SINGAPORE - After successfully working with industry associations and government bodies to improve the lot of workers in sectors such as cleaning and health care, the labour movement wants to apply this targeted approach across all sectors in the economy.
By doing so, the National Trades Union Congress (NTUC) hopes to convince more companies, especially small and medium-sized enterprises (SMEs), to get on board the national drive to improve productivity.
Their participation is crucial as Singapore eschews high growth in its workforce and economy, and favours lower workforce growth and sustainable economic growth, said NTUC secretary-general Lim Swee Say on thursday.
Speaking at the NTUC's annual workplan seminar, Mr Lim, however, did not focus on the labour movement's plans for the coming year, as is usual. Instead, he looked further into the future.
If the workforce grows by an average of 5.7 per cent a year, as it has since 2004, Singapore will have 5 million workers by 2020.
This is not sustainable, he said, and Singapore must instead "transform and grow".
It can let its workforce grow by less than 2 per cent a year but it cannot let economic growth fall that low, he said.
Low growth means a less vibrant economy, more unemployment and stagnant wages, he added.
The goal is to have annual growth of 3 to 4 per cent led by productivity, he told more than 700 union leaders, bosses and government representatives at the seminar.
The rates of growth he suggested for the workforce and economy found favour with most in the audience.
A quick poll of the audience found 86 per cent agreeing that it was "the way to go".
Economic restructuring has been the Government's goal in recent years, with productivity gains seen as key to raising pay.
The NTUC has taken a similar line - for instance, with progressive wage models which help low-wage workers earn more by raising productivity and skills.
But Mr Lim told reporters later that companies are used to adding workers rather than raising productivity.
Although the tighter labour market is changing mindsets, only "a growing minority" of companies are taking measures to improve productivity.
To convince more companies, especially SMEs, to change their ways, the NTUC will reach out to them via tripartite organisations as many are not unionised.
So when bosses approach, say, the Employment and Employability Institute for help in getting workers, they are also introduced to productivity schemes.
The NTUC will also go through industry associations to reach their member companies.
"There's a channel of contact... not on a one-to-one basis, but as tripartite partners," said Mr Lim.
"Although the NTUC's target is to have one in three workers unionised - up from the current one in four - he stressed that its focus on doing it sector by sector is not "a membership recruitment strategy".

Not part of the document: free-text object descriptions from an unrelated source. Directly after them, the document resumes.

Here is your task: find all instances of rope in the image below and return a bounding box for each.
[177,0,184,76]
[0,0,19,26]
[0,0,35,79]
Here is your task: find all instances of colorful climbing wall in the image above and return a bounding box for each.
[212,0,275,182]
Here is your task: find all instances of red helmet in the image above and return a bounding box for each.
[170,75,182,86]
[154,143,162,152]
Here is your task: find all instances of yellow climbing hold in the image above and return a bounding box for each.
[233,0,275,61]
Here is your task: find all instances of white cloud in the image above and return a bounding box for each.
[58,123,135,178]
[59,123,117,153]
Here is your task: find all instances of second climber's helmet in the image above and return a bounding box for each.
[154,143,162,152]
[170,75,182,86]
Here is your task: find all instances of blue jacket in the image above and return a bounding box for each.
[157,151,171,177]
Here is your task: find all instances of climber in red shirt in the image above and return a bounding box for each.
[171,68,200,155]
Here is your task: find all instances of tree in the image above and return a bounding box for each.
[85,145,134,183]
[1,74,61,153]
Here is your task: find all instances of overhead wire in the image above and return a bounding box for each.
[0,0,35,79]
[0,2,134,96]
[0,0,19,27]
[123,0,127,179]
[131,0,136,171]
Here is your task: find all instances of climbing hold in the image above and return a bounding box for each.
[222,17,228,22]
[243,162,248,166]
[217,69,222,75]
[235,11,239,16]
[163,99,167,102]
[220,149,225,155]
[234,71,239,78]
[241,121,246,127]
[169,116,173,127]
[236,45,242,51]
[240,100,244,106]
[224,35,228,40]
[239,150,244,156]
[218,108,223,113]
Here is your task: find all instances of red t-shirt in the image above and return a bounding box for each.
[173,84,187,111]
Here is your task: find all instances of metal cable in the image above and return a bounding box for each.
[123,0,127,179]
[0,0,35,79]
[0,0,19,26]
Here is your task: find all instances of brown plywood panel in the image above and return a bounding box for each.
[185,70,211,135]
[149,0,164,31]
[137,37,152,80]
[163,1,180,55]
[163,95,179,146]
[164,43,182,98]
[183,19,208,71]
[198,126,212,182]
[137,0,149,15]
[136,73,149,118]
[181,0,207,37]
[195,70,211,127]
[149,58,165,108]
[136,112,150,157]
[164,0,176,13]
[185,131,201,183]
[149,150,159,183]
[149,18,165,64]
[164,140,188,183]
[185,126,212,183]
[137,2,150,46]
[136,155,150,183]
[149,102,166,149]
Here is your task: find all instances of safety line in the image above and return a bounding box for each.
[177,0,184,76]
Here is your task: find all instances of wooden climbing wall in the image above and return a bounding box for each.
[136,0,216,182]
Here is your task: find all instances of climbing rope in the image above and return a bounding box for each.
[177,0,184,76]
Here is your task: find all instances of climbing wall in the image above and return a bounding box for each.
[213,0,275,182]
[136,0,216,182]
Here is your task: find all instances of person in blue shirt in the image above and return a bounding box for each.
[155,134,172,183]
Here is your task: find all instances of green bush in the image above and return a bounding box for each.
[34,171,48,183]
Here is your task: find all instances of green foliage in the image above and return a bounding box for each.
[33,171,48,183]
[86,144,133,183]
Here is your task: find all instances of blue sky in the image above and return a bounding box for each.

Rather, it aims to help both unionised and non-unionised companies in each sector make the move up the productivity ladder.
The president of the Association of SMEs, Mr Chan Chong Beng, agrees that many SMEs "may not have the confidence" to embark on productivity improvements, even if they recognise that the days of ready labour supply are over.
He said the NTUC could make it easier for them to take the first step by, for instance, introducing SMEs to measures with clear short-term benefits.
Alternatively, it could bring small companies together to gain from help schemes.
"Once they start to see the benefits, they'll be addicted," he said.